New paper from the lab accepted at NeurIPS: “Implicit variance regularization in non-contrastive SSL.” In our article, first-authored by Manu and Axel, we add further understanding to how non-contrastive self-supervised learning (SSL) methods avoid collapse.
Self-supervised learning methods like BYOL and SimSiam learn representations by requiring network outputs for two augmented versions of the same input to be similar. However, how these approaches avoid representational collapse still is still not fully understood. In previous work, Tian, Chen, and Ganguli (2021) performed a comprehensive analysis for the Euclidean metric. However, state-of-the-art SSL approaches use the cosine similarity.
Building on DirectPred (Tian, Chen, and Ganguli 2021), we analyzed the learning dynamics under cosine similarity in the eigenspace of the predictor network. We show that both Euclidean and cosine similarity avoid collapse through implicit variance regularization, albeit through different mechanisms. Our work thereby links DirectPred with VICReg (Bardes, Ponce, and LeCun 2022), which uses explicit variance regularization.

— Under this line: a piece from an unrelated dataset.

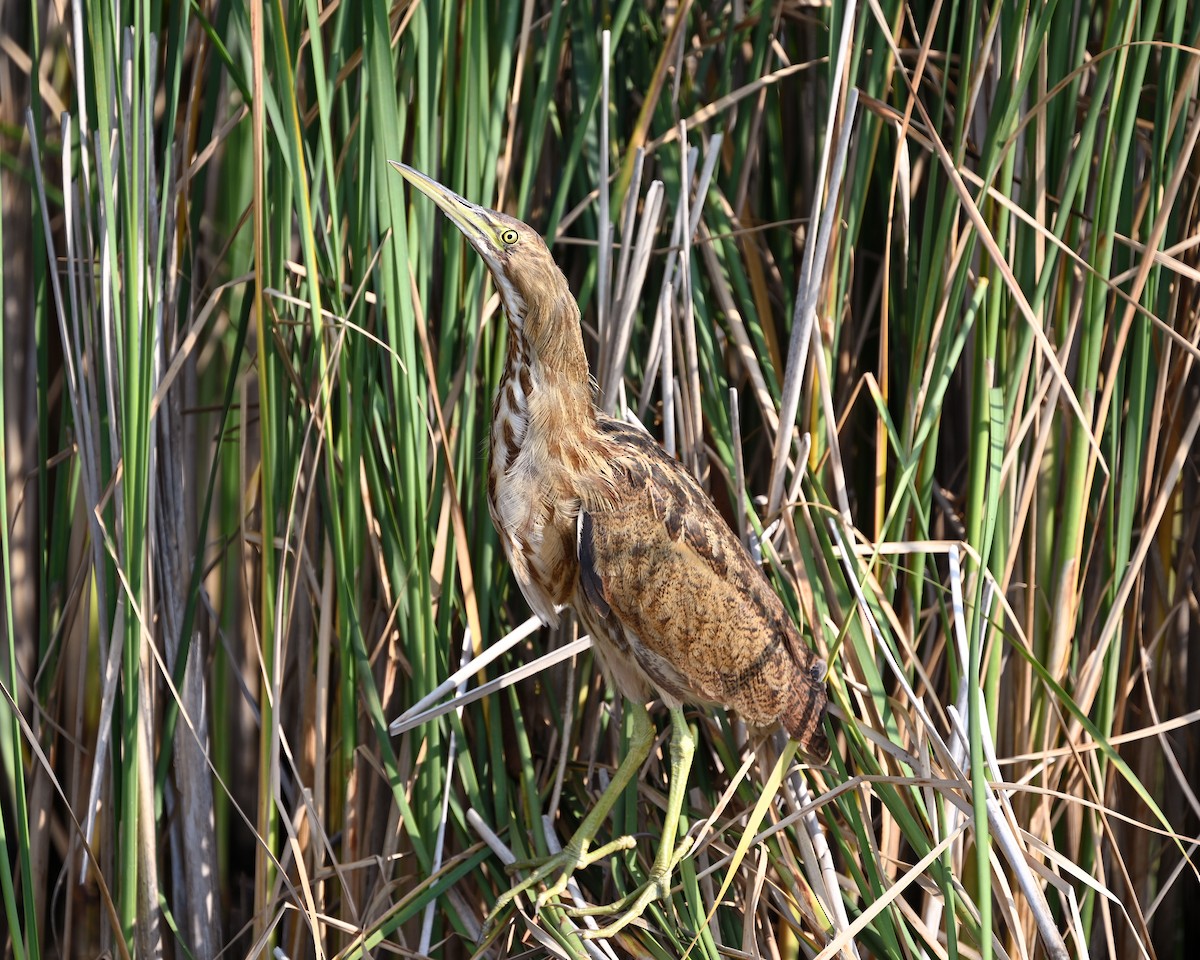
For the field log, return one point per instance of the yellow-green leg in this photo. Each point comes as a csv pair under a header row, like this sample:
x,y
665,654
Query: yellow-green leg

Moreover, our analysis reveals that the eigenvalues of the embedding covariance matrix act as effective learning rate multipliers, which impedes the recruitment of small eigenvalues and leads to low-rank representations. We propose a family of isotropic loss functions that equalize the learning dynamics across modes and show in simulations that IsoLoss speeds up learning and increases robustness, which allows it to dispense with the EMA target.